In our case, we focus on the face. This brings some specific challenges, like:

-: Variability in facial expressions mimics.
-: Occlusions by hair, glasses, or other objects.
-: Face diversity due to age, gender, ethnicity, and injuries.
-: Some diseases have an impact on facial structure, typically Down syndrome.

4. Approaches

There have been multiple approaches developed to overcome the challenges mentioned in the previous chapter.

4.1. Strict Data Acquisition Protocol

Some variations in data can be minimized by using a strict data acquisition protocol, such as controlling for occlusions or facial expressions.

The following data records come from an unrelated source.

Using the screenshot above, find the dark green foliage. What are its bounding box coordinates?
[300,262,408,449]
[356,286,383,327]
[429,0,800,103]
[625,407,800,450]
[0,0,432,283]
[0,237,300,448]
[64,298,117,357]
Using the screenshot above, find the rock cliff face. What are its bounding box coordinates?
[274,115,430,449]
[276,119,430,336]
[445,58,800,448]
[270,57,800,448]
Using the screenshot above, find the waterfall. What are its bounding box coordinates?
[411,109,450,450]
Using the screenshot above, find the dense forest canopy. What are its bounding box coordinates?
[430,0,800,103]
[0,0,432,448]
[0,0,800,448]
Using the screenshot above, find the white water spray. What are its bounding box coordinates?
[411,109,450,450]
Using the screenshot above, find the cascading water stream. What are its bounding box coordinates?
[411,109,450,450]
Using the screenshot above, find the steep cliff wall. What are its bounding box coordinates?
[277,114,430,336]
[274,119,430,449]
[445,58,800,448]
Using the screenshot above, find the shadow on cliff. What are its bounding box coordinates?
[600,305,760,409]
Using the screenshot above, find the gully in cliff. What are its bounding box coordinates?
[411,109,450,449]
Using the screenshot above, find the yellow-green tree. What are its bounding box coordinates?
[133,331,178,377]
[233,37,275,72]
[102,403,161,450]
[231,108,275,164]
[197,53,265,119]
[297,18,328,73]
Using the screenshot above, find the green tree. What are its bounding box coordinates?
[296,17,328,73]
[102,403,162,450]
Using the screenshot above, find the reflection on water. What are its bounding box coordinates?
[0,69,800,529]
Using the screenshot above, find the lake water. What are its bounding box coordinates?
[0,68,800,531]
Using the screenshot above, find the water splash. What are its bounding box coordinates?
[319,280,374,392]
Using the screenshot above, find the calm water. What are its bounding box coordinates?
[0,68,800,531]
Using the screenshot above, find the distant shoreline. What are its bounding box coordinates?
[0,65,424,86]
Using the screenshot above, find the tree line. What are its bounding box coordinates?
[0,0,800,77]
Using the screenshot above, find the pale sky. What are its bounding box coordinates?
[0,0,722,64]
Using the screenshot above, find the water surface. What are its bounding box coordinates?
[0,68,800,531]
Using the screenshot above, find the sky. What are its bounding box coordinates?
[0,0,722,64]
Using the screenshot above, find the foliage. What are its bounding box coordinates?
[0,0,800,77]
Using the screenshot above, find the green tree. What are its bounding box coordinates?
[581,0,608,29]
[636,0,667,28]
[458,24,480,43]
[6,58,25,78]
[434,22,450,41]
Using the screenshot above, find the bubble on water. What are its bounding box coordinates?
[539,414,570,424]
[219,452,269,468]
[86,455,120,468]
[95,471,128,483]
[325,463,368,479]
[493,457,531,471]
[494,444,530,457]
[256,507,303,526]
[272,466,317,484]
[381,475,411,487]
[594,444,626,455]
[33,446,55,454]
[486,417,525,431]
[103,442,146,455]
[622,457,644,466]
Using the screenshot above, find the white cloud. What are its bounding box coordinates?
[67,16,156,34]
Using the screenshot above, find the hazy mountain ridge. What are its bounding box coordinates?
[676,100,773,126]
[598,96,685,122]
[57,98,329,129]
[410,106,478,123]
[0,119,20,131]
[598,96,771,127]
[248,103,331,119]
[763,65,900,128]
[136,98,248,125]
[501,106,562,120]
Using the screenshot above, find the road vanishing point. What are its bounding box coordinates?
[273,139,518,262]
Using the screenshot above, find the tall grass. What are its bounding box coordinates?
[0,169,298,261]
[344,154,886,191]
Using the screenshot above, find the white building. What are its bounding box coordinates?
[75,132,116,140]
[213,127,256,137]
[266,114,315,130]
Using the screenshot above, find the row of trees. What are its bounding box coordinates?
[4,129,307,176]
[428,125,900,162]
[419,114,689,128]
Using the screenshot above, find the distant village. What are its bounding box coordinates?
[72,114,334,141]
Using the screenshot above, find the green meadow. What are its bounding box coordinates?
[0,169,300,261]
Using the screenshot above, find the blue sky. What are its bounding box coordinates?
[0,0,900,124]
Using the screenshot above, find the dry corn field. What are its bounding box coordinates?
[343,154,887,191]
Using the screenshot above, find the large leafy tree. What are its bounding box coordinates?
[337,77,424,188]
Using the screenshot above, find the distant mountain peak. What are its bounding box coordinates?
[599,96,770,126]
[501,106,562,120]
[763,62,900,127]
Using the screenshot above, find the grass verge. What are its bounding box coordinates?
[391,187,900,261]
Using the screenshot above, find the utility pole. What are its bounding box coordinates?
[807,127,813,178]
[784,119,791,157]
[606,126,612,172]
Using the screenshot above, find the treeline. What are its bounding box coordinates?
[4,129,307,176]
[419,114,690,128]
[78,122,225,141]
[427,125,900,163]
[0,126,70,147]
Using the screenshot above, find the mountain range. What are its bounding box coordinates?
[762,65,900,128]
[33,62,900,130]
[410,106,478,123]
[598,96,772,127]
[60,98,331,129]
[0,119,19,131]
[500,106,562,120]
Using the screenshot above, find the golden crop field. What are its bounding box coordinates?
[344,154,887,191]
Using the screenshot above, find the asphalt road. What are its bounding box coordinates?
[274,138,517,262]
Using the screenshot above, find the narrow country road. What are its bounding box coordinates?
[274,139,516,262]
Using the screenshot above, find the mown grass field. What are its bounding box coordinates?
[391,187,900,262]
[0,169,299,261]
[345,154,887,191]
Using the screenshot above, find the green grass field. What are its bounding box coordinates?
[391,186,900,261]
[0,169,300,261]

4.2. Transfer Learning and Data Augmentation

Deep learning (DL) has outperformed other computer vision techniques in many applications. Its hunger for data, however, poses a big problem for medical applications where training data are not easily available. The solution to this challenge used by the authors of the paper [29] is transfer learning (TL) and data augmentation (DA). Their objective was to develop and evaluate algorithms for the automated extraction of orofacial landmarks that characterize airway morphology. They defined 27 frontal + and 13 lateral landmarks and were able to collect n = 317 pairs of pre-surgery photos from patients undergoing general anesthesia (140 females and 177 males). The landmarks were independently annotated by two anesthesiologists to get a reference for the supervised learning. The authors then trained two deep convolution neural networks (DCNNs) [29] with this data, one for the frontal view and one for the later view. Their DCNN’s had worked with 2D inputs; however, the authors concluded that in the future they will be focusing on the estimation of 3D landmarks.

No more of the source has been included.